For six months I had not heard much
of the war. My hospital friends had been wounded
about the same time as I. My street-gang mates, a Belgian
and a Frenchman, knew little except that up till June
the Ostend-Nancy fighting line was still held by both
armies. The lack of news did not worry me during
my days of pain, but as the strength came back to me
it brought a craving for news of the Great Game.
Where were the Allies? What of the North Sea
Fleet? How was Australia taking it? What
was Nap doing? were questions that chased each other
through my mind. Five Taubes had flown over us
the day before, going south, but what was
doing?
It was on the Cologne Bridge a week
later that a rather pretty girl, with an unmistakable
English face, stopped to converse with one of my guard.
At the same time she pointed to me: at which the
guard looked round, frowned and spat with contempt.
“Are you English?” she queried.
“Yes,” I replied, “I’m from
Australia.”
I had touched a sympathetic chord and she “sparked”
up.
“Australia! Do you know Sydney?”
she asked.
“I’m from Manly,” was all I replied.
Then she did what I thought was a
foolish thing she came over and nearly
shook my arm off!
The officer of the guard resented
it, but she jabbered at him and explained to me that
Australian prisoners were to have special treatment,
then glancing at my number she stepped out across the
bridge.
I found she was correct. When
my gang returned to the barracks my number was called
and I was questioned by the officer in charge.
I was informed that Germany had no quarrel with Australia,
hence I was only to be a prisoner on parole, to report
myself twice a day and come and go as I pleased.
That is how I came to win great facts
regarding Germany and her ideals.
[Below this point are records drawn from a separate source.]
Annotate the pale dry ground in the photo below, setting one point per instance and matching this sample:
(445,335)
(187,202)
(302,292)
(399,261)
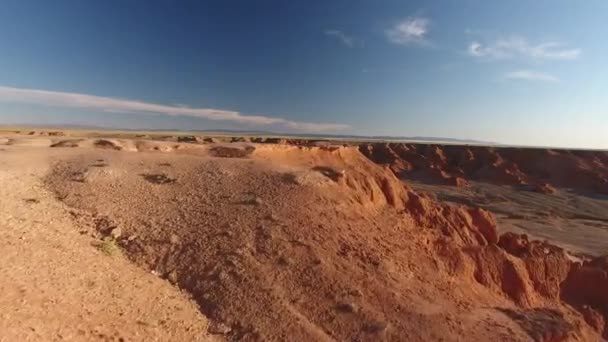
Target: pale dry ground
(56,286)
(268,244)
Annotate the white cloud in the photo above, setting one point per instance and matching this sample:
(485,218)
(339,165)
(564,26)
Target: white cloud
(530,75)
(408,31)
(342,37)
(116,105)
(520,47)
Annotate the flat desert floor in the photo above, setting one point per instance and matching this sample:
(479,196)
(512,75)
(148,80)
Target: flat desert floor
(129,238)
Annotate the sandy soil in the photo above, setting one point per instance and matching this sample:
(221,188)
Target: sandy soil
(577,221)
(277,242)
(57,286)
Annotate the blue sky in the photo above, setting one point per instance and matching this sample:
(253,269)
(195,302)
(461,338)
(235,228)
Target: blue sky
(518,71)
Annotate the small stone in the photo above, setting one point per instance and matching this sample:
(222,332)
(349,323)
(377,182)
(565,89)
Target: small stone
(218,328)
(376,327)
(272,217)
(284,261)
(172,277)
(346,307)
(116,232)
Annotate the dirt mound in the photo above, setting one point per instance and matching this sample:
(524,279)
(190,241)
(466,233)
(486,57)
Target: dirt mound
(232,151)
(67,143)
(320,243)
(453,165)
(107,144)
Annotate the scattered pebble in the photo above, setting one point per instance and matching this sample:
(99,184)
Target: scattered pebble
(172,277)
(116,232)
(174,239)
(218,328)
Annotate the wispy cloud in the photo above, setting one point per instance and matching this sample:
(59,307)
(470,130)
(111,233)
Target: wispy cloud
(342,37)
(521,47)
(530,75)
(409,31)
(117,105)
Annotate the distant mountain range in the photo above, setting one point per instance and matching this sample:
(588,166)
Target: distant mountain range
(268,133)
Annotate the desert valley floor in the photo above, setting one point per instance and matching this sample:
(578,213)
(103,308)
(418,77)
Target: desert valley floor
(129,237)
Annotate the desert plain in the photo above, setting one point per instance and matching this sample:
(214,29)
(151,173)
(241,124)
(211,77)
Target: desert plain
(125,236)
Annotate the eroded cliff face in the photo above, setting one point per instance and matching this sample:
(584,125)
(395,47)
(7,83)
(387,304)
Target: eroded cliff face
(295,220)
(454,165)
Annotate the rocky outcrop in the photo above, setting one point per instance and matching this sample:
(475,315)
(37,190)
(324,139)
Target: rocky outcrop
(541,169)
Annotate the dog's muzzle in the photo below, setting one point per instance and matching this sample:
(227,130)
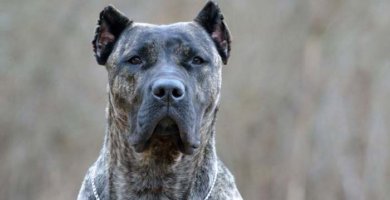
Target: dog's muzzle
(167,111)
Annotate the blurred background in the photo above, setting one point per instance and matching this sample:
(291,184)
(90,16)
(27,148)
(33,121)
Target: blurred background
(305,109)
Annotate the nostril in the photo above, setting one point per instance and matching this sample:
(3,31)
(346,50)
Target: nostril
(159,92)
(177,93)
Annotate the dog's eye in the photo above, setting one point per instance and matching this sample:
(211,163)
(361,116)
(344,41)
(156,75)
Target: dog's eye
(135,60)
(197,60)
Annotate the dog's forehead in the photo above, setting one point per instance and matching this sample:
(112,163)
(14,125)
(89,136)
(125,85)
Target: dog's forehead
(183,31)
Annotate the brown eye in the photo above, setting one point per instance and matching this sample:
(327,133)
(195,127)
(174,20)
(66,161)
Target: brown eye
(197,60)
(135,60)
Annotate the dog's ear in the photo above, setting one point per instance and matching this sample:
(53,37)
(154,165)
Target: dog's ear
(110,25)
(211,19)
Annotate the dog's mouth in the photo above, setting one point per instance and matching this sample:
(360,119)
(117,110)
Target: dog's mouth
(166,130)
(166,127)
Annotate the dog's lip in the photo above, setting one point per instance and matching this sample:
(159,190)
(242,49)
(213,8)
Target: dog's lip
(185,143)
(166,126)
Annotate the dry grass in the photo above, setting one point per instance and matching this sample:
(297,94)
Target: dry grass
(304,115)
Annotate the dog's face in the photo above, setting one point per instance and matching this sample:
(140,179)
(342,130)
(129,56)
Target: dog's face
(164,80)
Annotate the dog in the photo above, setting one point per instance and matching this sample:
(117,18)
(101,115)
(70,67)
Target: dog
(164,84)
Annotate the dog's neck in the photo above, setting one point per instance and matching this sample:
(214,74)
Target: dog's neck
(161,172)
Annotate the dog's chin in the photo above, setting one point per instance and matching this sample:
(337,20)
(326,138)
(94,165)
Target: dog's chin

That is how
I found out how it was that with Austria, Germany for
nine months could hold at bay the mighty armies of
the world’s three greatest Empires, British,
French and Russian, as well as the fighting cocks of
Belgium; and at the same time endeavor to knock into
some sort of fighting shape the crooked army of the
Turks; how three nations of 109,000,000 people could
defy for nine months the six greatest nations in the
world with a joint population of 622,200,000!
The facts are of striking import to-day
and should be understood by every man who is fighting
for the Allies on and in the land, sea and air.